Abstract
Even a relatively short polypeptide of 75 amino acids has more unique sequence possibilities than the number of atoms in the observable universe. Given the vastness of this protein sequence space, the fraction of this space that has ever been sampled by nature is tiny, and the fraction still observable in nature is even smaller. There are (currently) fewer than 150,000,000 non-redundant protein sequences in RefSeq, which represent only ~2000 different protein folds. This work aimed to understand the evolutionary mechanisms that gave rise to these folds and to determine the frequency at which this repertoire of folds can be expanded. It has been proposed that the limited protein repertoire is a consequence of ancient proteins being built from a distinct set of building blocks, called subdomains. Representing some of the earliest peptides, subdomains would have contributed a basic motif of structure or function that would have acted as a scaffold around which an autonomously-folding domain could be built. These primordial subdomains could have associated with one another giving rise to proteins with new structure and function, which were eventually encoded on full length genes; a mechanism referred to as subdomain assembly. This research tried to recapitulate subdomain assembly by recombining subdomain sized fragments of modern proteins.
The method Incremental Truncation for the Creation of Hybrid enzYmes (ITCHY) was used to recombine randomly sized fragments from every Escherichia coli open reading frame. An ITCHY library of ~10,000,000 chimeric genes was constructed and screened for soluble and functional proteins. The library potentially contained combinations of any sized fragment of any two E. coli ORFs. A plasmid-based solubility selection (pSALect) was used to search the library for folded proteins. This method did not identify any hybrid proteins which were able to be solubly over-expressed and purified. Auxotroph rescue experiments were performed to select for functional hybrids. The ITCHY library was used to transform 107 conditionally auxotrophic strains of E. coli each with a single gene knockout. Six chimeric proteins were found which could rescue different knockout strains. One of these proteins – a hybrid of MioC and SgbE, which rescued the strain E. coli ∆cysN – was able to be expressed and purified.

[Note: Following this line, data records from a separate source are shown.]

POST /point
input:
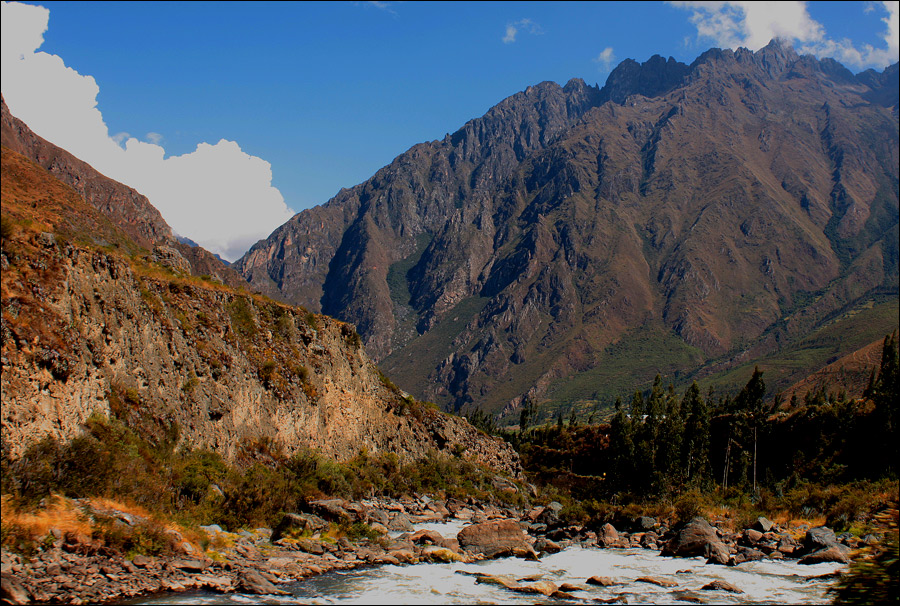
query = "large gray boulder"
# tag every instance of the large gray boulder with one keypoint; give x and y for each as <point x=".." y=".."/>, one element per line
<point x="495" y="538"/>
<point x="293" y="524"/>
<point x="697" y="538"/>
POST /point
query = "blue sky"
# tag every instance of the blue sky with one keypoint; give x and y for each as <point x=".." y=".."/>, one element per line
<point x="325" y="94"/>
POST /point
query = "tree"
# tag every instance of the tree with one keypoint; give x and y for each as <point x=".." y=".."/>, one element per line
<point x="751" y="408"/>
<point x="621" y="441"/>
<point x="669" y="471"/>
<point x="695" y="447"/>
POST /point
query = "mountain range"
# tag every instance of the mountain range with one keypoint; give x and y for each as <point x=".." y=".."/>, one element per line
<point x="575" y="240"/>
<point x="106" y="313"/>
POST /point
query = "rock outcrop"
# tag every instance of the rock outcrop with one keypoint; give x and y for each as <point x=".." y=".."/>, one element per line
<point x="127" y="333"/>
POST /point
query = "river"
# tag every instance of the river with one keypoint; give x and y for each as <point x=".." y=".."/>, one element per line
<point x="767" y="581"/>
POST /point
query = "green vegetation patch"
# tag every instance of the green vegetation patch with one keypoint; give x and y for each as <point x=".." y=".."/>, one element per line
<point x="622" y="368"/>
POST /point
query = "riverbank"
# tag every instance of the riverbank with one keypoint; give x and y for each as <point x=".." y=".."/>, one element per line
<point x="337" y="535"/>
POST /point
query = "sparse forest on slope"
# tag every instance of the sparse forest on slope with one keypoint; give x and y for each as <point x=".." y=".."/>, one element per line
<point x="682" y="219"/>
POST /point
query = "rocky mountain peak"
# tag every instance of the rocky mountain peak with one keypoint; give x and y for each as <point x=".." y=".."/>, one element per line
<point x="511" y="260"/>
<point x="654" y="77"/>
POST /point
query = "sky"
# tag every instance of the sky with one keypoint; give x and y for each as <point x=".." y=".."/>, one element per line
<point x="231" y="117"/>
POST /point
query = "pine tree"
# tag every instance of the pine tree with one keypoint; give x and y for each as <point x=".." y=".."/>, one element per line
<point x="695" y="448"/>
<point x="622" y="448"/>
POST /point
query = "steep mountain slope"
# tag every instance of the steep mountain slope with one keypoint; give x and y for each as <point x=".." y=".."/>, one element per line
<point x="708" y="211"/>
<point x="130" y="211"/>
<point x="93" y="324"/>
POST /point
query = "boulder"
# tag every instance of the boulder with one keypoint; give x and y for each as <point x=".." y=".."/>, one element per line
<point x="835" y="553"/>
<point x="494" y="538"/>
<point x="550" y="514"/>
<point x="433" y="553"/>
<point x="430" y="537"/>
<point x="697" y="538"/>
<point x="751" y="537"/>
<point x="297" y="523"/>
<point x="12" y="592"/>
<point x="818" y="538"/>
<point x="400" y="522"/>
<point x="718" y="585"/>
<point x="763" y="524"/>
<point x="602" y="581"/>
<point x="502" y="581"/>
<point x="746" y="554"/>
<point x="608" y="536"/>
<point x="547" y="546"/>
<point x="645" y="523"/>
<point x="662" y="582"/>
<point x="333" y="510"/>
<point x="253" y="582"/>
<point x="546" y="588"/>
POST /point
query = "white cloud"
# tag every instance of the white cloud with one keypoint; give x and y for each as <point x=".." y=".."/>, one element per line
<point x="526" y="25"/>
<point x="217" y="195"/>
<point x="753" y="24"/>
<point x="606" y="59"/>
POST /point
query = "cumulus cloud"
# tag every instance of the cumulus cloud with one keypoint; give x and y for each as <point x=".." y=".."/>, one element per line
<point x="526" y="25"/>
<point x="753" y="24"/>
<point x="217" y="195"/>
<point x="605" y="59"/>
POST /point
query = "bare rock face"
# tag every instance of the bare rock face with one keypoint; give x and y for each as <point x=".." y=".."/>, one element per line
<point x="87" y="331"/>
<point x="695" y="201"/>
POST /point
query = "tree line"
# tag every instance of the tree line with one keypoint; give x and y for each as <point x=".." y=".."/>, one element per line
<point x="663" y="443"/>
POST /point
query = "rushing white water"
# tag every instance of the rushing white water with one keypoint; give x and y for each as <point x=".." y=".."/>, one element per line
<point x="768" y="581"/>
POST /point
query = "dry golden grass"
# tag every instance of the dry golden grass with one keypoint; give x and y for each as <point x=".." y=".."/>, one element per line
<point x="61" y="513"/>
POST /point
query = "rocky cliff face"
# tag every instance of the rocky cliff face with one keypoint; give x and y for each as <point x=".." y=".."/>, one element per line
<point x="112" y="330"/>
<point x="729" y="205"/>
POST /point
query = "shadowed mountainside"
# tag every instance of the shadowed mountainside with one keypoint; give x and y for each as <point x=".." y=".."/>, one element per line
<point x="706" y="211"/>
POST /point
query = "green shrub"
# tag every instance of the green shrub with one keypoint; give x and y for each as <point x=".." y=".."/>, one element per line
<point x="873" y="577"/>
<point x="240" y="310"/>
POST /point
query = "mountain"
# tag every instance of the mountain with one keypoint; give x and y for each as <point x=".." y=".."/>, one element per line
<point x="682" y="217"/>
<point x="129" y="210"/>
<point x="95" y="323"/>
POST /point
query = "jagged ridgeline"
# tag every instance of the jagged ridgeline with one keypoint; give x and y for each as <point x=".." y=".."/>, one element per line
<point x="574" y="241"/>
<point x="106" y="315"/>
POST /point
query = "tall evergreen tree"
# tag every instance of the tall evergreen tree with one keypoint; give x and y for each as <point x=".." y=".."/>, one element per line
<point x="695" y="447"/>
<point x="622" y="448"/>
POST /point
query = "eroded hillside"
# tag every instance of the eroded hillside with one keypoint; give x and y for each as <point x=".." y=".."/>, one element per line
<point x="94" y="323"/>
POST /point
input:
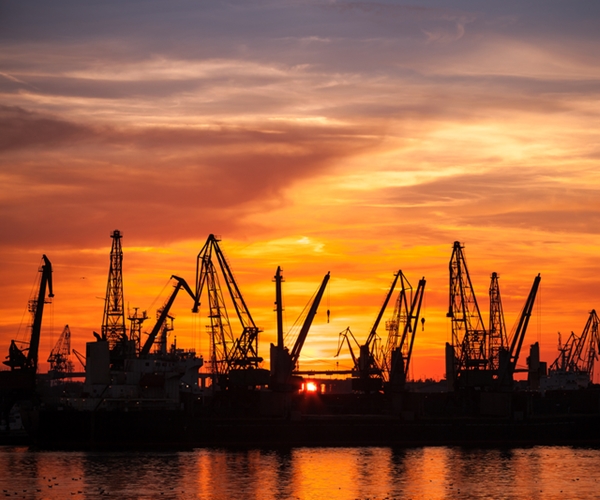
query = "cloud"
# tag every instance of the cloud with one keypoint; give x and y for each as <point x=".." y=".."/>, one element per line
<point x="177" y="177"/>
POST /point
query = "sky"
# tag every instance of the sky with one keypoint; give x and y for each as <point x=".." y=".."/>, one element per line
<point x="355" y="137"/>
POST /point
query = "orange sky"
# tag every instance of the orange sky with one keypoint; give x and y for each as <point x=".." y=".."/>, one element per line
<point x="353" y="137"/>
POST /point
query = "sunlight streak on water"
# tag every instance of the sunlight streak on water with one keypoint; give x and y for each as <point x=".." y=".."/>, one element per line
<point x="303" y="473"/>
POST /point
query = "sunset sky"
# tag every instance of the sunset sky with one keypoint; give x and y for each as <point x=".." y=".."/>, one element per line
<point x="353" y="137"/>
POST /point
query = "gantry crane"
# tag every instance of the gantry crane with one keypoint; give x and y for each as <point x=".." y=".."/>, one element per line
<point x="60" y="364"/>
<point x="497" y="340"/>
<point x="283" y="361"/>
<point x="163" y="314"/>
<point x="468" y="332"/>
<point x="477" y="357"/>
<point x="113" y="320"/>
<point x="228" y="353"/>
<point x="19" y="382"/>
<point x="375" y="366"/>
<point x="578" y="355"/>
<point x="510" y="356"/>
<point x="402" y="329"/>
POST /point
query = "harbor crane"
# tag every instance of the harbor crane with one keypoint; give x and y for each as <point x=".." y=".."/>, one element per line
<point x="232" y="358"/>
<point x="389" y="365"/>
<point x="402" y="330"/>
<point x="20" y="381"/>
<point x="578" y="355"/>
<point x="283" y="361"/>
<point x="60" y="364"/>
<point x="478" y="357"/>
<point x="164" y="313"/>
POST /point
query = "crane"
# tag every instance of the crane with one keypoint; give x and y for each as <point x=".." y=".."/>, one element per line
<point x="60" y="364"/>
<point x="164" y="313"/>
<point x="368" y="369"/>
<point x="20" y="381"/>
<point x="468" y="332"/>
<point x="579" y="353"/>
<point x="375" y="366"/>
<point x="228" y="353"/>
<point x="497" y="340"/>
<point x="509" y="357"/>
<point x="17" y="359"/>
<point x="402" y="329"/>
<point x="113" y="320"/>
<point x="477" y="357"/>
<point x="284" y="361"/>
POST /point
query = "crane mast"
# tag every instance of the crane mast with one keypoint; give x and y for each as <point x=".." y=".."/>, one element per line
<point x="227" y="352"/>
<point x="60" y="364"/>
<point x="284" y="361"/>
<point x="113" y="320"/>
<point x="497" y="331"/>
<point x="398" y="352"/>
<point x="20" y="381"/>
<point x="468" y="332"/>
<point x="578" y="354"/>
<point x="369" y="362"/>
<point x="509" y="359"/>
<point x="164" y="314"/>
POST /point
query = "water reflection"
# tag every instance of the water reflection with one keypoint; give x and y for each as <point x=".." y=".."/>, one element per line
<point x="303" y="473"/>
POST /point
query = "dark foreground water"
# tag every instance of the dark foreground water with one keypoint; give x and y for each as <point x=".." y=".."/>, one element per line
<point x="304" y="473"/>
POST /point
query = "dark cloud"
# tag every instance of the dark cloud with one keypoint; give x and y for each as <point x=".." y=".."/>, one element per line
<point x="66" y="178"/>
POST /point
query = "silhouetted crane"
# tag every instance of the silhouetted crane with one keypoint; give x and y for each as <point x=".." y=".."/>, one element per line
<point x="228" y="353"/>
<point x="60" y="364"/>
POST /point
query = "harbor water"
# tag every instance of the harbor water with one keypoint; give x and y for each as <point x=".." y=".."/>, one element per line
<point x="304" y="473"/>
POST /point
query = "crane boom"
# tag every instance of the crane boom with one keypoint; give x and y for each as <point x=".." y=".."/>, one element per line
<point x="164" y="313"/>
<point x="508" y="367"/>
<point x="228" y="352"/>
<point x="295" y="352"/>
<point x="16" y="357"/>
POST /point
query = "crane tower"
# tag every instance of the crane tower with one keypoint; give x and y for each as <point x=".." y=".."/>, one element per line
<point x="113" y="321"/>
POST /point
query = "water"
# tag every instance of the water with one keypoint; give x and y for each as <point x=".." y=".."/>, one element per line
<point x="304" y="473"/>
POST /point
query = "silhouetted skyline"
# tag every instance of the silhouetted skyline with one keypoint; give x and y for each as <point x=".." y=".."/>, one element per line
<point x="353" y="137"/>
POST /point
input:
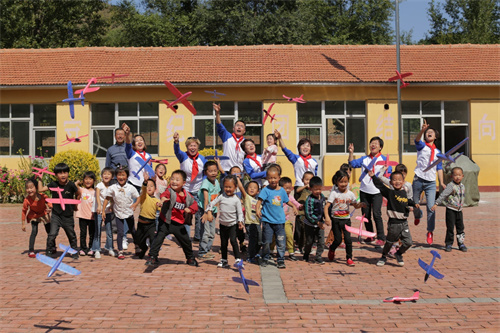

Through biophysical characterisation the hybrid SgbE147/MioC82 was found to have distinct secondary structural elements, as well as apparently forming a dimer in solution. The secondary structure of SgbE147/MioC82 appears to have high thermal stability, while the protein as a whole may have areas of disorder. The sequence of the hybrid indicates that one of the parental fragments is a β-⍺-β motif, one of the most ancient subdomains.
This work represents an advancement of previously established techniques as it describes the most comprehensive library of its type produced to date. The hybrid SgbE147/MioC82 is one of the first functional proteins produced de novo from a random recombination approach that does not utilise rational design in any way. The generation of a novel protein which is both soluble and functional provides evidence that subdomain assembly was a viable route to the earliest folded domains. It also suggests that modern genomes retain the potential to generate novel genes, which encode proteins that are soluble and functional, via non- homologous recombination.